Facebook has been awarded
a patent for its Newsfeed--an innovation that continually displays updates and
information about users' friends. The patent may allow Facebook to
challenge other social networking sites in court who use similar technologies, causing tech pundits to worry that
competition and consumer choice may suffer. Still, others argue that the
patent is limited and won't have any major effect.
- A Perversion of the Patent System, writes Mike Masnick
at Techdirt: "Now we have a case where one company may have the right
to prevent others from doing what it makes perfect sense for them to
do. That's not what the patent system was designed to do at all. A
patent like this should never have been approved at all, as it serves
no useful purpose in 'promoting the progress' and seems to go against
everything that the patent system is supposed to do."

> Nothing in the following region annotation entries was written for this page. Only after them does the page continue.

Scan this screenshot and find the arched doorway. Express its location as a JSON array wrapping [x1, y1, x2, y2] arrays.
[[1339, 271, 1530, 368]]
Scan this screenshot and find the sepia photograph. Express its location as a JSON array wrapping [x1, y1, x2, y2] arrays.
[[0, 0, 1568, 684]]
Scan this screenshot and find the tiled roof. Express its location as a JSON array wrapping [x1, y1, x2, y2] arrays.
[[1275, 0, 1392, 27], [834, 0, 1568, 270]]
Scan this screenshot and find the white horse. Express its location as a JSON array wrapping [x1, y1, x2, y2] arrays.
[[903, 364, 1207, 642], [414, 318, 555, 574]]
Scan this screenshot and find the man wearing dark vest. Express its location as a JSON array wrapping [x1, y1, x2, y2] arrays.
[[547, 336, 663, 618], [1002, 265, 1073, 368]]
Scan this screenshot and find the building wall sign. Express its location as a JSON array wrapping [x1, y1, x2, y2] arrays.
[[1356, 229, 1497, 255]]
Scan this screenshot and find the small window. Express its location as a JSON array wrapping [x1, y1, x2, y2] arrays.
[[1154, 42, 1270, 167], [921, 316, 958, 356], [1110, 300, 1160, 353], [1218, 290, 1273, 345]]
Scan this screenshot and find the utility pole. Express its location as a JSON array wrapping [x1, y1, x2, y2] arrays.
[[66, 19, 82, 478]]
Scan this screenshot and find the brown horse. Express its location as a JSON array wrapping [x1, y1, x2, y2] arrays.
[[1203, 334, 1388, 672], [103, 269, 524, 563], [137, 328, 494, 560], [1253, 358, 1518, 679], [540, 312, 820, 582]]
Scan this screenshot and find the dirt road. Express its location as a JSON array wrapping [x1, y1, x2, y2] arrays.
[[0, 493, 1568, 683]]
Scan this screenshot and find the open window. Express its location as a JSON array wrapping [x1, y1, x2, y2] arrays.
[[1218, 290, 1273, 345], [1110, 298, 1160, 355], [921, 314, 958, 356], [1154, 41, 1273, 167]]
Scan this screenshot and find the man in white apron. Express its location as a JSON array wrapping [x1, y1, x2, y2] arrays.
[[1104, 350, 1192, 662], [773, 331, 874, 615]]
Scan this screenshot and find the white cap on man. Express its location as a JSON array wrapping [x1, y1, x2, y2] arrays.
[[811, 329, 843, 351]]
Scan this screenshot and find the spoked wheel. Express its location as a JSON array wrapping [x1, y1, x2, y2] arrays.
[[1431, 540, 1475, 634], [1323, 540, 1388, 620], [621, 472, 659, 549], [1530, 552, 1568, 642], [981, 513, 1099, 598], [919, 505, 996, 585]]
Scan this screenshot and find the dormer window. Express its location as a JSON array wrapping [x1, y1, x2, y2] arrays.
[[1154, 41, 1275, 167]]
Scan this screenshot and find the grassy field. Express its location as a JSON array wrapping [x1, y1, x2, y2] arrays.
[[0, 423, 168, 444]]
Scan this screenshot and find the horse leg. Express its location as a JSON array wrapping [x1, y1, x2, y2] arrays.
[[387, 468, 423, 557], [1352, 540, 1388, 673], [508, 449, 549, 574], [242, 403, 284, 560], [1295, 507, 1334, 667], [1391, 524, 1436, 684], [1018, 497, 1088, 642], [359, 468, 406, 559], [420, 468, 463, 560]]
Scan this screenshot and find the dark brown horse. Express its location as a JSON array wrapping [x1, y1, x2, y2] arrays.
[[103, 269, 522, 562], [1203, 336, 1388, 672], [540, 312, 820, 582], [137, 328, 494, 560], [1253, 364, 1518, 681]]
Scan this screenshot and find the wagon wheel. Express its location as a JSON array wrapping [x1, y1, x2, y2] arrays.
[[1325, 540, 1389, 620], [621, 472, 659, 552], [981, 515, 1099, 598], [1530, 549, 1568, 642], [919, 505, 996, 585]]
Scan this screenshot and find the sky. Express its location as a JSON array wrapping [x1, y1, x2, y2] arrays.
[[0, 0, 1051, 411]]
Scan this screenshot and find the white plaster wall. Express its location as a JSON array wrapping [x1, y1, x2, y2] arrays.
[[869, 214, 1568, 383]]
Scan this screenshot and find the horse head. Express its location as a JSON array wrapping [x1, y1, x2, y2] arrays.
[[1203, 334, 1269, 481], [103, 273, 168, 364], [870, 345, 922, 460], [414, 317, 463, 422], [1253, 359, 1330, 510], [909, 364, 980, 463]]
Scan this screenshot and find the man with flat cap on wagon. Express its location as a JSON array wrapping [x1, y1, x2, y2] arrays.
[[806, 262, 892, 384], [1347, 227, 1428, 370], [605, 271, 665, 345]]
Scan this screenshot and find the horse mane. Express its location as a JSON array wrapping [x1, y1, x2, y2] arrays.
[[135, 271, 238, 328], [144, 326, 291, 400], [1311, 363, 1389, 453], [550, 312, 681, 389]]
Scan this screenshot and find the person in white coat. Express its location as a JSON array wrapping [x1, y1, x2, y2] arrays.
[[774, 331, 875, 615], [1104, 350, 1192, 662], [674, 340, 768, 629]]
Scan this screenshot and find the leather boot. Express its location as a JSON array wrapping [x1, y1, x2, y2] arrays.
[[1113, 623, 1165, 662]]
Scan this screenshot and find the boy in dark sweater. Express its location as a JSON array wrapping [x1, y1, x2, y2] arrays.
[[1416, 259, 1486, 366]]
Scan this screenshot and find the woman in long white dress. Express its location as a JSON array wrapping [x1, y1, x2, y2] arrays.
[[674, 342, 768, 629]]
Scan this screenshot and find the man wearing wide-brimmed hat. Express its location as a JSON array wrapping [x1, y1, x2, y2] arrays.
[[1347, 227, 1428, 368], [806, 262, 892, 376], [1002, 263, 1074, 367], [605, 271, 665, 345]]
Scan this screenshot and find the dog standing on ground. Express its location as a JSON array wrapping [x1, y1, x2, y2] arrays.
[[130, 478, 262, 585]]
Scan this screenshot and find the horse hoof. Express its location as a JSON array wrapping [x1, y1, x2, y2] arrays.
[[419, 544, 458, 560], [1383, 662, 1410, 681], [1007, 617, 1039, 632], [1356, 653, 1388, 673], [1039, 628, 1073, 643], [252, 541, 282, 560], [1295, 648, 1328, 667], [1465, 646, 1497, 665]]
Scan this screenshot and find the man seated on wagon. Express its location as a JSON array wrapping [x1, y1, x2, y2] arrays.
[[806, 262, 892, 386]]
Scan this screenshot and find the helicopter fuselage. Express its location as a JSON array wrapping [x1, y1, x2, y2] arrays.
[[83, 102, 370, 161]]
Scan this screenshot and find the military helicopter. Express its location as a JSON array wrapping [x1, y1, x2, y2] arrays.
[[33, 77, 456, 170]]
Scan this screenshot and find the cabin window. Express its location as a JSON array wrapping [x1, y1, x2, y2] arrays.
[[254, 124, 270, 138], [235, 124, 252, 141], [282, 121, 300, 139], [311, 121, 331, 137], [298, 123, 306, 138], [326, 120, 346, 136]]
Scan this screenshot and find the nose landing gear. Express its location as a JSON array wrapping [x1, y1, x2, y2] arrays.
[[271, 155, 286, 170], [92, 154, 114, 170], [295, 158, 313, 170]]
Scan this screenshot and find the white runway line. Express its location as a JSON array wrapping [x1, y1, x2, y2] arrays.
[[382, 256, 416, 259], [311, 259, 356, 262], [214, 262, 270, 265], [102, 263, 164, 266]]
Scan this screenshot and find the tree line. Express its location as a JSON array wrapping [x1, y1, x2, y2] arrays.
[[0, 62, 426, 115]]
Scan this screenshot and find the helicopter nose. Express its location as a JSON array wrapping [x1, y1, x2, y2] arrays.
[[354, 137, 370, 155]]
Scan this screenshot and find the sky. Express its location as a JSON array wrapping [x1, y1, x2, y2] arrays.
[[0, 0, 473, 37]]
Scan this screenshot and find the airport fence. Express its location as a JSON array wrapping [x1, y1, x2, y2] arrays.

- This Is a Very Big Deal, writes Marshall Kirkpatrick
at ReadWriteWeb: "LinkedIn contacts making new connections or
changing their jobs would be the most immediate example that comes to
mind. If offering a stream of updates of the non-status messages of
friends is something Facebook alone could deliver, that would be a
major loss for the rest of the social web."
- 'Stop Freaking Out,' writes Henry Blodget
at Business Insider: "Here's what it means: At worst, these companies
will have to pay Facebook some money ... Google, you may recall, was
eventually found to be violating Overture's patent on bidding for
keyword search terms. Unlike Facebook's newsfeed, this was Google's
primary business and revenue stream. And the situation was eventually
resolved not with a dissolution of Google but with a meaningful (but
not debilitating) payment to Yahoo, which had acquired Overture."
- This Patent Is Limited, writes Nick O'Neill
at All Facebook: "It appears that this patent surrounds implicit
actions. This means status updates, which is what Twitter is based on,
are not part of this patent. Instead, this is about stories about the
actions of a user’s friends. While still significant, the implications
for competing social networks may be less substantial."